Yosha Iglesias (born 22 December 1987) is a French chess player. She is one of only a few openly transgender professional chess players.

==Biography==
Iglesias was born on 22 December 1987 in France. She began attending chess club at the age of 9. In addition to being a chess player, she is a chess coach, composer, YouTuber, and poker player. She works for chess24. Iglesias has trained with Annemarie Sylvia Meier. She considered transitioning when she was around 20, and eventually did so around 2020.

In a June 2022 interview with Jennifer Shahade, Iglesias advocated for trans-inclusive policies within chess organizations, stating: "If men and women have equal abilities for the game of chess, the so-called 'female category' is justified by the numerous additional difficulties and discriminations that the players underdog (sic) because of their gender. And believe me, trans players are no more spared than other players."

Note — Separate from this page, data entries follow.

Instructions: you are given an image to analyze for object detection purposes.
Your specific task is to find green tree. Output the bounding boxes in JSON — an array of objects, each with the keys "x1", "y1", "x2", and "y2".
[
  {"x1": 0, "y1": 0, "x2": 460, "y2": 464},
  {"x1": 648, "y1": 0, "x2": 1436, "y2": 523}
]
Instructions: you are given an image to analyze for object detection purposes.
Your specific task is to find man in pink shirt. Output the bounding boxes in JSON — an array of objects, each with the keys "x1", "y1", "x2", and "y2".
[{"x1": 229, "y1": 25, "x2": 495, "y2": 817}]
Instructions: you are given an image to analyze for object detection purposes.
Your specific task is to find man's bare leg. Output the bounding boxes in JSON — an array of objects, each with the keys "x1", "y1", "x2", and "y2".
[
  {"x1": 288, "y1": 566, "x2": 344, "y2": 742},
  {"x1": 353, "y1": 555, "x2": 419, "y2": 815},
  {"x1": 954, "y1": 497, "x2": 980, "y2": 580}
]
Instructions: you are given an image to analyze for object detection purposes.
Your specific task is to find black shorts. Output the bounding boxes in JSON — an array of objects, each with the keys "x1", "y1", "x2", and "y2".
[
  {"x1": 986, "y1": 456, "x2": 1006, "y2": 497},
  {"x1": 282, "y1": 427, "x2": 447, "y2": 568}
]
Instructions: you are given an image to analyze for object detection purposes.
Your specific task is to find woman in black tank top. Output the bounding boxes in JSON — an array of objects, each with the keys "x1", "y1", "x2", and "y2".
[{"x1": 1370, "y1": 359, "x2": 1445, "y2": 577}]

In September 2022, Iglesias released a report during the Carlsen–Niemann controversy. Using the Chessbase analysis tool, she found that Hans Niemann played with 100% accuracy in ten of his over-the-board games in the last three years, and highlighted this as being incriminating evidence of him cheating. Chessbase later released an article clarifying that the tool was misused in the analysis, citing Iglesias's video as an example of "statistics at first sight".

In 2023, Iglesias was among 14 women who signed an open letter denouncing sexism and sexist violence in the French chess world.

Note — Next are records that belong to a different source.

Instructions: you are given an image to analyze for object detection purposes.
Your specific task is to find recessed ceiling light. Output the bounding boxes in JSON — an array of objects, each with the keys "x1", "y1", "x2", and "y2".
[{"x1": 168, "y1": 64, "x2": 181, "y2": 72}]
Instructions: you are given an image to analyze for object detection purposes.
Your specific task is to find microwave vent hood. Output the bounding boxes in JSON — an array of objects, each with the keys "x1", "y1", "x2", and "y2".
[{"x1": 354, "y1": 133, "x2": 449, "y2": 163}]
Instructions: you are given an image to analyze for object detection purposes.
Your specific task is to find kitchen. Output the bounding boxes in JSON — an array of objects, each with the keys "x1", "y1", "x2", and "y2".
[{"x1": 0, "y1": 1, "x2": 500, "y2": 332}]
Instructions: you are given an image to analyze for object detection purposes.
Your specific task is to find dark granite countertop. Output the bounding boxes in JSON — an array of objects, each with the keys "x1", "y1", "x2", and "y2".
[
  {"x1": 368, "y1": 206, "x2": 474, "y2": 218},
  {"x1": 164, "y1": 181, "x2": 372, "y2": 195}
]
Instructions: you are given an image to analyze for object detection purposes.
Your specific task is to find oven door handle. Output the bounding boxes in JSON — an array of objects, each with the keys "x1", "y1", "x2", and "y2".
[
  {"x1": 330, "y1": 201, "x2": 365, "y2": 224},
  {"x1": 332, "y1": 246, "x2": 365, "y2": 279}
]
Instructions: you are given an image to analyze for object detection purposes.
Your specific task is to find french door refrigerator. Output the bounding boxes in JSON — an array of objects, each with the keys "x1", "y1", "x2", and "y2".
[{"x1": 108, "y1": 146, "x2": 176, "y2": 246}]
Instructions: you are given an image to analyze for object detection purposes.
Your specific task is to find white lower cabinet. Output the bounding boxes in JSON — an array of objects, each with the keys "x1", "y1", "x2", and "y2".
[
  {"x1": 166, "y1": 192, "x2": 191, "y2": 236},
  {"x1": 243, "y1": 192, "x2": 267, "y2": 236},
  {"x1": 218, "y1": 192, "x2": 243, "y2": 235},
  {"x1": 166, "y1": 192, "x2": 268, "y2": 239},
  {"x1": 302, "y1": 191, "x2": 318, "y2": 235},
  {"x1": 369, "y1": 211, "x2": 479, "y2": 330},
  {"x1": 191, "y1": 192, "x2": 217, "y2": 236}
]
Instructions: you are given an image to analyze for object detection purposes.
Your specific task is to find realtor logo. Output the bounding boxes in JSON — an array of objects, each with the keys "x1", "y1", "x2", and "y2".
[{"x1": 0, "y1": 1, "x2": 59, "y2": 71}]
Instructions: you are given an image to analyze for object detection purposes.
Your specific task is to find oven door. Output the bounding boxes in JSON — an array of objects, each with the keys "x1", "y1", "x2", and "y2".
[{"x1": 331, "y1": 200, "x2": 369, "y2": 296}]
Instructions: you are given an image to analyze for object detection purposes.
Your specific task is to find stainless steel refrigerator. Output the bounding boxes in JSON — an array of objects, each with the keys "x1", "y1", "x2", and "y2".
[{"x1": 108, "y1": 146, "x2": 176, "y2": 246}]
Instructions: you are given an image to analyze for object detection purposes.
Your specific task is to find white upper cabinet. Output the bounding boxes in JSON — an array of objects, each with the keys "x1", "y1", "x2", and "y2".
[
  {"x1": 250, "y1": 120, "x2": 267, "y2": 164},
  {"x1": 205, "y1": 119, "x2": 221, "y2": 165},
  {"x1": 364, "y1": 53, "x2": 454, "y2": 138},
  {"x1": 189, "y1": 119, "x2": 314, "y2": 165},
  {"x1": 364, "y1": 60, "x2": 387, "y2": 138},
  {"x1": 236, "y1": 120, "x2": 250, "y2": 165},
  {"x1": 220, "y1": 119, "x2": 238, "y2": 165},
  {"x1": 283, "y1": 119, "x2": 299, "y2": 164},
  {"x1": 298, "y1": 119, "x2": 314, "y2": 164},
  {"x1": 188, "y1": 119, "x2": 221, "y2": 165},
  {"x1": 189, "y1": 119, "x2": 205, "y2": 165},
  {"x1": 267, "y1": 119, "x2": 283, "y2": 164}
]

In August 2023, Iglesias criticized FIDE's decision to disallow transgender people from participating in women's events, describing the regulations as "unfair, exclusive, and discriminatory". Despite these regulations, she fulfilled the requirements for the Woman International Master title later in December, becoming the first openly transgender person to qualify for the title.

On 29 April 2024, she announced that she had formally received the title of Woman International Master.

In August 2025, Iglesias became the French National Women's Champion after defeating the 2023 Champion Mitra Hejazipour in the final.